For Index scores to be comparable, every region must have a value for each data layer included in the analysis, unless it is known to not be relevant to a region. In other words, missing data are not acceptable (Burgass et al. 2017). Adhering to this criterion is critical to avoid influencing the Index score simply because of inclusion (or absence) of a particular data layer for any reporting region.

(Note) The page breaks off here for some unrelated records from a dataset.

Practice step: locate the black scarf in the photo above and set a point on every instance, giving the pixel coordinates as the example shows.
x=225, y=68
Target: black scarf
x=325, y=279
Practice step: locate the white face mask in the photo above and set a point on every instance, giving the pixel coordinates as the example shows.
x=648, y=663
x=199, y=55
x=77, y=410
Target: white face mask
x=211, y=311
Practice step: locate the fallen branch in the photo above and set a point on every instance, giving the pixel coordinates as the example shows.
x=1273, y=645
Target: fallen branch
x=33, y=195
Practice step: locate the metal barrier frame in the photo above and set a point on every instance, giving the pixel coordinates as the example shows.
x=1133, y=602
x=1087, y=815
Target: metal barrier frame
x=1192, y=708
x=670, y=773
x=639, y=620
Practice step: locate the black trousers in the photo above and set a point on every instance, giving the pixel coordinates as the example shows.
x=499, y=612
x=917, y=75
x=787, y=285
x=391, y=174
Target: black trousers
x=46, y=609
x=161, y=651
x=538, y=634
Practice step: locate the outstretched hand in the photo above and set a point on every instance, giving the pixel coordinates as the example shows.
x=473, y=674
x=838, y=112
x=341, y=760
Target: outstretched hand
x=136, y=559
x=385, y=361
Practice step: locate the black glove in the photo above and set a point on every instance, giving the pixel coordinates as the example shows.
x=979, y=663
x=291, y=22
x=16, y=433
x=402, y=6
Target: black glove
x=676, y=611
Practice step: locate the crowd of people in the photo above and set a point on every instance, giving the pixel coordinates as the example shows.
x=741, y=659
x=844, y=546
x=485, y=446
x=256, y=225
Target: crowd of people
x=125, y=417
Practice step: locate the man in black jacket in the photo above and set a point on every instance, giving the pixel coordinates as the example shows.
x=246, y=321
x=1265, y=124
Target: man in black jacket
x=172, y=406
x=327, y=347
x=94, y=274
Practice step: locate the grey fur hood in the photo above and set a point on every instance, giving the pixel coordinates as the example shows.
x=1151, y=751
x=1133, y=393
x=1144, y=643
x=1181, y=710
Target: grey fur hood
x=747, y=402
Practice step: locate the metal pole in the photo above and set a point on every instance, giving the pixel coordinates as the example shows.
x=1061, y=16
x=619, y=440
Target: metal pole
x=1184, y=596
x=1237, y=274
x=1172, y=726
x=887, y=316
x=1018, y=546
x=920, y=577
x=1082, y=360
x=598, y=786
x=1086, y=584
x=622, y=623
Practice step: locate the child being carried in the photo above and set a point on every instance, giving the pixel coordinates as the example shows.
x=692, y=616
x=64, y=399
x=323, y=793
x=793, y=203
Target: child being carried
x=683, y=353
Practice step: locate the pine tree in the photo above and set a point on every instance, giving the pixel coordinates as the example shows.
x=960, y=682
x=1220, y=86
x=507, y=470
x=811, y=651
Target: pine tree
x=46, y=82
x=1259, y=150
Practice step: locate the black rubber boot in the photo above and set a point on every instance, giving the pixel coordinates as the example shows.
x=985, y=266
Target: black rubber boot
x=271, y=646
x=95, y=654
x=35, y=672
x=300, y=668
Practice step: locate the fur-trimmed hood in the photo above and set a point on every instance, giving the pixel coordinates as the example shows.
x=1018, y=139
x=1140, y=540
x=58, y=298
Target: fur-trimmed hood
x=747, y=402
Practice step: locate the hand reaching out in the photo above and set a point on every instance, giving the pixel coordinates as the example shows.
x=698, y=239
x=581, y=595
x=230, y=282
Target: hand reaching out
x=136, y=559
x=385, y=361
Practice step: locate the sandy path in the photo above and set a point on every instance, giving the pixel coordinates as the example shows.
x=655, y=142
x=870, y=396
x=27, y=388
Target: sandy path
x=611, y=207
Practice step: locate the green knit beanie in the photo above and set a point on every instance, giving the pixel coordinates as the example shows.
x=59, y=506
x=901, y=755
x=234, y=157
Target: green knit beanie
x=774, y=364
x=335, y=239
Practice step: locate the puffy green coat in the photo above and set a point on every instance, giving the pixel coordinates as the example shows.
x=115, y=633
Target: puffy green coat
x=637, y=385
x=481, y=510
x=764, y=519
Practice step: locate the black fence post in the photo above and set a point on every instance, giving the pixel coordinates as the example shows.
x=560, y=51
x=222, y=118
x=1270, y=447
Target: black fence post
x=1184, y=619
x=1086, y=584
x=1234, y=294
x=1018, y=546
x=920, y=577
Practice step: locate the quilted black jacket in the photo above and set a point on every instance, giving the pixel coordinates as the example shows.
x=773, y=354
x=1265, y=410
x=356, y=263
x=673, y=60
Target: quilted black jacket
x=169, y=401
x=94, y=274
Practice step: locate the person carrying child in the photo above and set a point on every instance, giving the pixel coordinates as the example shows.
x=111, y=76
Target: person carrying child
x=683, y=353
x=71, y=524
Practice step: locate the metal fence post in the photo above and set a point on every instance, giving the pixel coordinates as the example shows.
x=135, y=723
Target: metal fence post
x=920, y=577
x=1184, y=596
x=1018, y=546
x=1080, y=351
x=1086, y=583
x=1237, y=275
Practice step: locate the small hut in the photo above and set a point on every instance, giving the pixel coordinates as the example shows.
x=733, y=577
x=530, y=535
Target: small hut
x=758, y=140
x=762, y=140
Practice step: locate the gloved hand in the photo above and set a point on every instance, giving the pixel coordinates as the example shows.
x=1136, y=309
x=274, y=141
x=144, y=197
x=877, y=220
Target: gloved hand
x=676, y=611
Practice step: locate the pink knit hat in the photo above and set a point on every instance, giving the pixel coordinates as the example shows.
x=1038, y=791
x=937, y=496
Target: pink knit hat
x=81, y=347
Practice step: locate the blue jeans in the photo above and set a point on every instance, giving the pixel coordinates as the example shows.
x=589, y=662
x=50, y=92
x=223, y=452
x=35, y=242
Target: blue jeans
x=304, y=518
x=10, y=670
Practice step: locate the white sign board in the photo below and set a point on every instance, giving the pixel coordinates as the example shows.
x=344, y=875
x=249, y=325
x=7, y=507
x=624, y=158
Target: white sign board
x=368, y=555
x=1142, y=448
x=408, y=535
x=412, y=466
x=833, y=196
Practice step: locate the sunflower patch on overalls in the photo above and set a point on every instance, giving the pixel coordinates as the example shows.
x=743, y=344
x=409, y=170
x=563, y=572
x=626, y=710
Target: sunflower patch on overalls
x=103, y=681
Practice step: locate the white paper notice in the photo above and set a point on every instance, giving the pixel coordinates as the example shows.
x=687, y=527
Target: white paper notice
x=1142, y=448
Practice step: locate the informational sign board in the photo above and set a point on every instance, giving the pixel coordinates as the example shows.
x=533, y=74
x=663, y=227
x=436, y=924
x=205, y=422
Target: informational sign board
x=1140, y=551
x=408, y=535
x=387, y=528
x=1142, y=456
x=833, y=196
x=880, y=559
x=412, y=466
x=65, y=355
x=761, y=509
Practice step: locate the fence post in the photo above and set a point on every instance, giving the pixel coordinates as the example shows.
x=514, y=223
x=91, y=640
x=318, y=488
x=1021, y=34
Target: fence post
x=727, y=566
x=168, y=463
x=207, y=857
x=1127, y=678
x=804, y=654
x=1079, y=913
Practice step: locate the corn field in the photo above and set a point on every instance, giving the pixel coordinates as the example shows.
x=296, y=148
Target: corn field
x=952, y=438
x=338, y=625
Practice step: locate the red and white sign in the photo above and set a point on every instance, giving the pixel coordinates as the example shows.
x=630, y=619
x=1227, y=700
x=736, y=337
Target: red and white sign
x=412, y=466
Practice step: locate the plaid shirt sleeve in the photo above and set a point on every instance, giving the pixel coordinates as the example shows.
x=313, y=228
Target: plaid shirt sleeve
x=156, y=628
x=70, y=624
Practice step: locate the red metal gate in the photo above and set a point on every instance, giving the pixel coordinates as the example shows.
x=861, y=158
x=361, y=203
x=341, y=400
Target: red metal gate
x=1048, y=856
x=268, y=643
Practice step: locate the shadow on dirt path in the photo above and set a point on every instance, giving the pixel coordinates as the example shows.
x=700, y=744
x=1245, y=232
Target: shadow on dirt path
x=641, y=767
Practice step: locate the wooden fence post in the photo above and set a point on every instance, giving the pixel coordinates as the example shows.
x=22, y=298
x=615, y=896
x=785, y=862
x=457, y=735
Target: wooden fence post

Gaps in data are common; many developing countries lack the resources to gather detailed datasets, and even developed, data-rich countries have inevitable data gaps. We use a variety of methods to estimate missing data, including: averages of closely related groups (e.g., regions sharing ecological, spatial, political attributes; taxonomic groups; etc.), spatial or temporal interpolation (e.g., raster or time-series data), and predictive models (e.g., regression analysis, machine learning, etc.). Gapfilling is a major source of uncertainty, especially for certain goals and regions. Given how common gaps in data are, clear documentation of gapfilling is a critical step of index development because it provides a measure of the reliability of index scores.
One of the ongoing goals of the Ocean Health Index (OHI) has been to improve our approach to dealing with missing data, by quantifying the potential influence of gapfilled data on index scores, and developing effective methods of tracking, quantifying, and communicating this information (Frazier, Longo, and Halpern 2016).